Trump representa a versão de direita da crítica ao mainstream político e traz de volta o nacionalismo como bandeira política. O caráter populista advém da interpretação de que sua presidência recebeu uma missão divina: “eu fui salvo por Deus para fazer a América grandiosa novamente”, nas palavras de Trump no seu discurso de posse. É justamente por ser o representante de uma missão é que o novo presidente precisa reforçar a unidade nacional. Aos olhos da política externa brasileira, o governo Trump “dar certo” significa evitar um economia norte-americana inflacionada e uma ordem internacional minimamente organizada com alguma cooperação entre as grandes potências, o que basicamente ajudaria a manter taxa de juros minimamente civilizadas e intercâmbio comercial. O mundo dos emergentes agradeceria essa contribuição indireta dos EUA à trajetória de crescimento.
BRASIL – Minha interpretação é que o Brasil não deve ter medo excessivo de conflitos bilaterais com os EUA, dado que a prioridade do governo Trump se encontra no Leste Asiático. Para o bem ou para o mal, o Brasil deve sentir os efeitos da nova administração americana como qualquer nação emergente. A tarefa dos formuladores da política externa brasileira é conseguir fazer da rivalidade entre as potencias, um atalho para materialização do seu interesse nacional. Entre os países emergentes, o Brasil possui fluxo de comércio razoavelmente disseminado, o que reforça o benefício de alinhamentos automáticos com EUA ou China.

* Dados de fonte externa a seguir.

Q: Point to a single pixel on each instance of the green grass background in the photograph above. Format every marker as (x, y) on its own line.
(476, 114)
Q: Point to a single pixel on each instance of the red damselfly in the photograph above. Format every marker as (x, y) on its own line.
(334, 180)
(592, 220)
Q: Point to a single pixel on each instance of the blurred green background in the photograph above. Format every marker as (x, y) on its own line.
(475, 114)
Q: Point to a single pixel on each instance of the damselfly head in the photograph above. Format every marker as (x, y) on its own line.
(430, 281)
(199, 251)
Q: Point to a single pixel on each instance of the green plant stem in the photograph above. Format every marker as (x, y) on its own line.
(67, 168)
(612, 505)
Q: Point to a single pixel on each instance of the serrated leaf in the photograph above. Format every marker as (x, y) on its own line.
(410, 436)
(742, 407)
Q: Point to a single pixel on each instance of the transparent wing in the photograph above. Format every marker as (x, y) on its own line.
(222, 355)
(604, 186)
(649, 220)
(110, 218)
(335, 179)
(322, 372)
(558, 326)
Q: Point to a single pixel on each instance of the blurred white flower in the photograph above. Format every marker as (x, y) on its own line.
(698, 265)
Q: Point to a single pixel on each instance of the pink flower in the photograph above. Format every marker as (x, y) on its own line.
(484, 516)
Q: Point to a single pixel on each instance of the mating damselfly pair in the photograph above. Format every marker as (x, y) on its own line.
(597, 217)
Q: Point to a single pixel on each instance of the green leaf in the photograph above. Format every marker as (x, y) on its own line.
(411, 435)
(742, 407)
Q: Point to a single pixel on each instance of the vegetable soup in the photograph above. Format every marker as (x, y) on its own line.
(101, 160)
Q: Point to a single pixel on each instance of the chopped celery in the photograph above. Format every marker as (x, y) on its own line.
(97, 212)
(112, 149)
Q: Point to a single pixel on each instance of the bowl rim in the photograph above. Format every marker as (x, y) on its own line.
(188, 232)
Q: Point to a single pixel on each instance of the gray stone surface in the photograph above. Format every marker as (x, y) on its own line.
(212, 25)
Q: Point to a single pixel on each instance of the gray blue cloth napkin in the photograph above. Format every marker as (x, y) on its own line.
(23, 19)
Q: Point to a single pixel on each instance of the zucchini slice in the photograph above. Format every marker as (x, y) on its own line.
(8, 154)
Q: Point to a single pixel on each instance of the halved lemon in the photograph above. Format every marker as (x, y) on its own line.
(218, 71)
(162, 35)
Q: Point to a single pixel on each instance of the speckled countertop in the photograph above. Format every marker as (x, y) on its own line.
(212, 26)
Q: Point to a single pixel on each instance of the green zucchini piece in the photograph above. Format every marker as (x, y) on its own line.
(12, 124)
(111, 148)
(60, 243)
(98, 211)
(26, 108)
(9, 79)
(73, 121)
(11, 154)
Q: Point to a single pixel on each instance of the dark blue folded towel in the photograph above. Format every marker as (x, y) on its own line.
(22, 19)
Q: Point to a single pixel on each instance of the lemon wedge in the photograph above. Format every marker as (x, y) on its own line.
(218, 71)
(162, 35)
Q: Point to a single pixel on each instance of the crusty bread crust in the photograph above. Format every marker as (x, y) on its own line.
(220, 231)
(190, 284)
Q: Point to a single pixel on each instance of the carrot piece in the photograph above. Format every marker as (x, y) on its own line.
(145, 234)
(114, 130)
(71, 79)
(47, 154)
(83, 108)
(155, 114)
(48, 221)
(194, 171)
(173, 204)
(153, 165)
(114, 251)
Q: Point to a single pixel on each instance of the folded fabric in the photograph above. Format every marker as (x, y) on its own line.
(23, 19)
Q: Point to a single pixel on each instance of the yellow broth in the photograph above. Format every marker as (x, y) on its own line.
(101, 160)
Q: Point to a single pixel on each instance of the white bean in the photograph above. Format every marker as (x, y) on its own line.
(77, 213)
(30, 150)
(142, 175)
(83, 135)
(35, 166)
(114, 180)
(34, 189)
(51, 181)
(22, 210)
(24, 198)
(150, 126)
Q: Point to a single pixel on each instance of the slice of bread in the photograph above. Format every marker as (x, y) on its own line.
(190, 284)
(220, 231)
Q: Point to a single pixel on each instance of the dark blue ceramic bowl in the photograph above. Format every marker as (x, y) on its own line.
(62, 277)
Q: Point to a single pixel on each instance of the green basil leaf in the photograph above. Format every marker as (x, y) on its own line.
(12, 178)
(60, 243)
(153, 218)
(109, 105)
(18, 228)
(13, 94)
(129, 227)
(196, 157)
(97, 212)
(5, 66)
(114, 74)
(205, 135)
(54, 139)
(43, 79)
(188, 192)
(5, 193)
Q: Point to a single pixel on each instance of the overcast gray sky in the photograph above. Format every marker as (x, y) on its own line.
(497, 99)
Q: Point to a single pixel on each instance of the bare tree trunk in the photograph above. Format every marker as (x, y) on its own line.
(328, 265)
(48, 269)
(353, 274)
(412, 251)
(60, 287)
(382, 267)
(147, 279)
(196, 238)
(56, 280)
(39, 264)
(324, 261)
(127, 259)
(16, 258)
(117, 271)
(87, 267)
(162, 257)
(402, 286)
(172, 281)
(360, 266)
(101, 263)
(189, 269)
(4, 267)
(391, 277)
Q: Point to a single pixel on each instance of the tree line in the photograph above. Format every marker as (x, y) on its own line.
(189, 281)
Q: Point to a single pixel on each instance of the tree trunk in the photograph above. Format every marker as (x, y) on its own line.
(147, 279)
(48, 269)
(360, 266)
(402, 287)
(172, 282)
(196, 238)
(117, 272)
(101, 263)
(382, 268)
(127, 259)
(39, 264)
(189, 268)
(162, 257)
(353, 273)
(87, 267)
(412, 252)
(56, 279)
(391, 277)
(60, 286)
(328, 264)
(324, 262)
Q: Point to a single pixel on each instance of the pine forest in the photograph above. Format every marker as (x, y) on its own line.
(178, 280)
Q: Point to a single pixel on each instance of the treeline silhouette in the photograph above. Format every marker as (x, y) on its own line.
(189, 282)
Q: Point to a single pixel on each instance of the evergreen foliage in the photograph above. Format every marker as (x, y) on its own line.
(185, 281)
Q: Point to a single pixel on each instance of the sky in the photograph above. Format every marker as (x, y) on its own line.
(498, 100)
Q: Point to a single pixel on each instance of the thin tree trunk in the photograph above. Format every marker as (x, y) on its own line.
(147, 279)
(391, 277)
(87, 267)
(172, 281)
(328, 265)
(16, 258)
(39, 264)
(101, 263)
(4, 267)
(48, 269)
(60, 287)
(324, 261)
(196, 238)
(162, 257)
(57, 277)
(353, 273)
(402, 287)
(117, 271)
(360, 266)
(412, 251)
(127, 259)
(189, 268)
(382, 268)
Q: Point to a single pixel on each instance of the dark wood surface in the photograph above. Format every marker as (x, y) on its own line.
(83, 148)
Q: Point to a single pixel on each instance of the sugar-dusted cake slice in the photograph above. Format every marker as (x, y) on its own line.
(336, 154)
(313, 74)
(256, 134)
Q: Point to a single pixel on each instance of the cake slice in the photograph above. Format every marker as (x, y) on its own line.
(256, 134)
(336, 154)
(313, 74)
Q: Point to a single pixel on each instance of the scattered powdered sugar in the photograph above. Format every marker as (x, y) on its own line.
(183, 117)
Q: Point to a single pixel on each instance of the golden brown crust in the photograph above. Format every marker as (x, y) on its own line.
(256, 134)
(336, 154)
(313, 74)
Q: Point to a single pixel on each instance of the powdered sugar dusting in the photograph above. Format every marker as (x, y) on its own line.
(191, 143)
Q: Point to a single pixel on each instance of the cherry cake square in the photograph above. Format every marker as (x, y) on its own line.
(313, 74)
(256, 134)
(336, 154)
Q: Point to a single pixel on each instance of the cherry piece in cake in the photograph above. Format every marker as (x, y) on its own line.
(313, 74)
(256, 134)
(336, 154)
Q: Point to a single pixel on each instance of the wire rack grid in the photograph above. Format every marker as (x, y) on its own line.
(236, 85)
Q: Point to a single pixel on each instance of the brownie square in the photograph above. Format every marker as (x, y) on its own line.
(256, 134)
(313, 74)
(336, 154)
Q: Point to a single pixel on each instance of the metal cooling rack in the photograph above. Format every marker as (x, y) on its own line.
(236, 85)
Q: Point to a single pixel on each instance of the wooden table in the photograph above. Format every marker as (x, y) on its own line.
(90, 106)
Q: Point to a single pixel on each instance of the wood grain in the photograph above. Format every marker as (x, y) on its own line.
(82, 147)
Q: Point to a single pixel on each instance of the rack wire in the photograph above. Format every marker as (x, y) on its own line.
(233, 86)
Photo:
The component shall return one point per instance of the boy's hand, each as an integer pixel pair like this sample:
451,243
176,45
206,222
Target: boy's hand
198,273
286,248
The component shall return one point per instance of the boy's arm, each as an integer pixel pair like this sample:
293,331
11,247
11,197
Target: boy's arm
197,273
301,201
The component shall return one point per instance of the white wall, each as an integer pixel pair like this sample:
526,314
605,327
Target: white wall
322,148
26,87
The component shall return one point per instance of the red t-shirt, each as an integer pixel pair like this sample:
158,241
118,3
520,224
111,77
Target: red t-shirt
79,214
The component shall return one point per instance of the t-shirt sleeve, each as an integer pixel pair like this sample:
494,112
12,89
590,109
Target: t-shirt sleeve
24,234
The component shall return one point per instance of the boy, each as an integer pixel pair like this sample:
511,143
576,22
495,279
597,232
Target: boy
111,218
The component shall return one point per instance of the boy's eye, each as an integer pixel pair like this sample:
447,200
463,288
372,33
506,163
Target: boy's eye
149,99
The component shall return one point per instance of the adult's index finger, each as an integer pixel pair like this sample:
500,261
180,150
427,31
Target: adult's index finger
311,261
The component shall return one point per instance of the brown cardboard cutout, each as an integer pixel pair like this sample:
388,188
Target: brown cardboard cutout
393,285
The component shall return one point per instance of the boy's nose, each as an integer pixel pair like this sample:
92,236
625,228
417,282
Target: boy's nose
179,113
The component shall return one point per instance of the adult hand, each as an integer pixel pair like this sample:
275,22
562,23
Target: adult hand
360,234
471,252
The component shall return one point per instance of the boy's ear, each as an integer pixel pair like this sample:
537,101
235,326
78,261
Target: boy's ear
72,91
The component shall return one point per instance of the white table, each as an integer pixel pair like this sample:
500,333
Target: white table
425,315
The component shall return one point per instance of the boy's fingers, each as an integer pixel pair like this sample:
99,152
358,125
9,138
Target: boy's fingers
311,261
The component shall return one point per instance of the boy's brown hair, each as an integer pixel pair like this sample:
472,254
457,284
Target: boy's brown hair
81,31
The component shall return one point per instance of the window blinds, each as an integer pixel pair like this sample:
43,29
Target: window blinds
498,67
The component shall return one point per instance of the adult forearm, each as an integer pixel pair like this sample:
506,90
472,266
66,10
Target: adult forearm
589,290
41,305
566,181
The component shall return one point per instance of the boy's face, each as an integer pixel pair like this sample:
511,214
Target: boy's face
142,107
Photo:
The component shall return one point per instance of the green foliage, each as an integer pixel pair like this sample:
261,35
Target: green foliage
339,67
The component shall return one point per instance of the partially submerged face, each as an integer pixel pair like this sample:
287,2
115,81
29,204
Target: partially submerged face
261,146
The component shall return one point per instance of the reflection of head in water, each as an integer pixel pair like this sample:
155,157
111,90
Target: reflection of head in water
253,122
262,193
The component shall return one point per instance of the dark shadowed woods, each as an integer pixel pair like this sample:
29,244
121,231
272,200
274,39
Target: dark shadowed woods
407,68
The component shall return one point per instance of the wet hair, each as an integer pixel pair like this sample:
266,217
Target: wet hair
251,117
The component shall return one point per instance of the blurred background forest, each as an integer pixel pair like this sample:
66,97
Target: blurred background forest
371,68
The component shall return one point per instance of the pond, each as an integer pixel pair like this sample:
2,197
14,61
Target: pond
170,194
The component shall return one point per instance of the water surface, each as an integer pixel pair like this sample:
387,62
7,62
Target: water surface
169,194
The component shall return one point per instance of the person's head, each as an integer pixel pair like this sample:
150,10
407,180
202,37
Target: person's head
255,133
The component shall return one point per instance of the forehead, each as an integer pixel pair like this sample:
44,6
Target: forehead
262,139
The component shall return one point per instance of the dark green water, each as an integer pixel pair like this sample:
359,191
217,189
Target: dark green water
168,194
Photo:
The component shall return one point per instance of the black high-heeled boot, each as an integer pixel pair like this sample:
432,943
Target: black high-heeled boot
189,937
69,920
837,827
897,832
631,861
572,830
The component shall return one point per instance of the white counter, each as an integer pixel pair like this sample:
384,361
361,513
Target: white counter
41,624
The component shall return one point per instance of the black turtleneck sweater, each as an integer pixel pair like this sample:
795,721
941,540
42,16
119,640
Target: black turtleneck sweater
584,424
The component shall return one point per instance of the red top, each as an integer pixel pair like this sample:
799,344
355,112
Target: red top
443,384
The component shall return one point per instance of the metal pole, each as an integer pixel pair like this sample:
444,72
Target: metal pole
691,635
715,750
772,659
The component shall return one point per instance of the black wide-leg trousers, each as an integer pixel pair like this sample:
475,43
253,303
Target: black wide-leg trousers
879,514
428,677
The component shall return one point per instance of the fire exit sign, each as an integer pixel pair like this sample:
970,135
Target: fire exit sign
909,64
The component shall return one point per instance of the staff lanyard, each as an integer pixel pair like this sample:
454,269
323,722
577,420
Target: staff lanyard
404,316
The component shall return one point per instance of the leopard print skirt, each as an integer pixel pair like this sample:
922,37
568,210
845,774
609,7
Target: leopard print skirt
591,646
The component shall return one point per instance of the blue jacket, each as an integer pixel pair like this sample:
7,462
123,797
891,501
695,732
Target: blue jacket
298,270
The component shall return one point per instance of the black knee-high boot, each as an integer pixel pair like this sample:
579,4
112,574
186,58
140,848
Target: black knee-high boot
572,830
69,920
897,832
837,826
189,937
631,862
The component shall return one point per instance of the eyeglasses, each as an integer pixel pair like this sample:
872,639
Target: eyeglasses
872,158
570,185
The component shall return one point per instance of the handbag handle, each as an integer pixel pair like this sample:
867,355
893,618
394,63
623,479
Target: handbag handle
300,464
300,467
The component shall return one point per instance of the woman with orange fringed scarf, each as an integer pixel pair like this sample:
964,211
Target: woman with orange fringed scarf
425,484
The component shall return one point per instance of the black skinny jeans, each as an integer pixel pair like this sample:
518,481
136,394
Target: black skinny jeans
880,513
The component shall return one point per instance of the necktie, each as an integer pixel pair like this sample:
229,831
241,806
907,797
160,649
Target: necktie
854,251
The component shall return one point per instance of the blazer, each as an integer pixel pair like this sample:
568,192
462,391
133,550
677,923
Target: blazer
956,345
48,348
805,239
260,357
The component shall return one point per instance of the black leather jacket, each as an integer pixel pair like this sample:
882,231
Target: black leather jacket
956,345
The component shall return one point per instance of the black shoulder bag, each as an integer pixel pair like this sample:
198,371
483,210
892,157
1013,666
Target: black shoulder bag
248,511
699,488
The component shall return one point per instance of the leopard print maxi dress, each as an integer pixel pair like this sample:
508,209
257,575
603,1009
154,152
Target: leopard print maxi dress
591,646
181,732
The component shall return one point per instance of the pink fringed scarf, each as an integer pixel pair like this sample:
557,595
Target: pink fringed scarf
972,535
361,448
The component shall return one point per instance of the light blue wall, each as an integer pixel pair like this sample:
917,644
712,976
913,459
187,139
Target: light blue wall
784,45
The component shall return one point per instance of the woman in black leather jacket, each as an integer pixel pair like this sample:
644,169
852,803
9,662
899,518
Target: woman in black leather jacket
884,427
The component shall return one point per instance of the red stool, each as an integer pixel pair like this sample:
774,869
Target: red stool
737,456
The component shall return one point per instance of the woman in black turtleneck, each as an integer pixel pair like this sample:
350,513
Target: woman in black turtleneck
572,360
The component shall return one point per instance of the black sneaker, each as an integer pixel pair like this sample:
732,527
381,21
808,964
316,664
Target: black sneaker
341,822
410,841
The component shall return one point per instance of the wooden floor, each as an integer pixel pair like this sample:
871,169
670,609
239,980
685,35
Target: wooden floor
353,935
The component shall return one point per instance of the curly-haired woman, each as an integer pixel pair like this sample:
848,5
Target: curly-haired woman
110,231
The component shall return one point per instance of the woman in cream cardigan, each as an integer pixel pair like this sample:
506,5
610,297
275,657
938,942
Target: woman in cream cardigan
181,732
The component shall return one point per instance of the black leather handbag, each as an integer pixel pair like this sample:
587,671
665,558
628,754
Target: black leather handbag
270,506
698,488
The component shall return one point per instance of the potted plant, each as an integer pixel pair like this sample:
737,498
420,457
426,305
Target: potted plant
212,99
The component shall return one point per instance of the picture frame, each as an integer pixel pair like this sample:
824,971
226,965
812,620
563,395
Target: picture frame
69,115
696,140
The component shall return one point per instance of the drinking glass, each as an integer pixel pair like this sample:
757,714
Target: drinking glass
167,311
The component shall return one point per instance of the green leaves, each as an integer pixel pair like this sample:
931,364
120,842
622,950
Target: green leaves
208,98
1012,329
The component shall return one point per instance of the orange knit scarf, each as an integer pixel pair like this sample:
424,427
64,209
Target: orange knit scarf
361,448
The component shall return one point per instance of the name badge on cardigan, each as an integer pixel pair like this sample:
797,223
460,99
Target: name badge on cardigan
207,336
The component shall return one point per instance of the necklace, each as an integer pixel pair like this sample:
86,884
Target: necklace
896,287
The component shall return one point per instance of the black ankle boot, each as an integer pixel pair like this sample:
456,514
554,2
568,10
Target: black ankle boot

A leitura que faço é que dois conflitos podem azedar as relações bilaterais Brasil-EUA. O primeiro ponto diz respeito à crise venezuelana, especialmente se os EUA investirem em ações mais contundentes. O segundo ponto diz respeito às ambições dos Brics, visto como atalho para a expansão chinesa. O governo Trump pode inaugurar um tempo político de hegemonia de governos nacionalistas de corte conservador que enxergaram nas instituições multilaterais, uma perda de soberania com efeitos deletérios para legitimidade das instituições representativas.
RAFAEL CORTEZ
Doutor em Ciência Política (USP), professor do IDP-SP e sócio da Tendências Consultoria.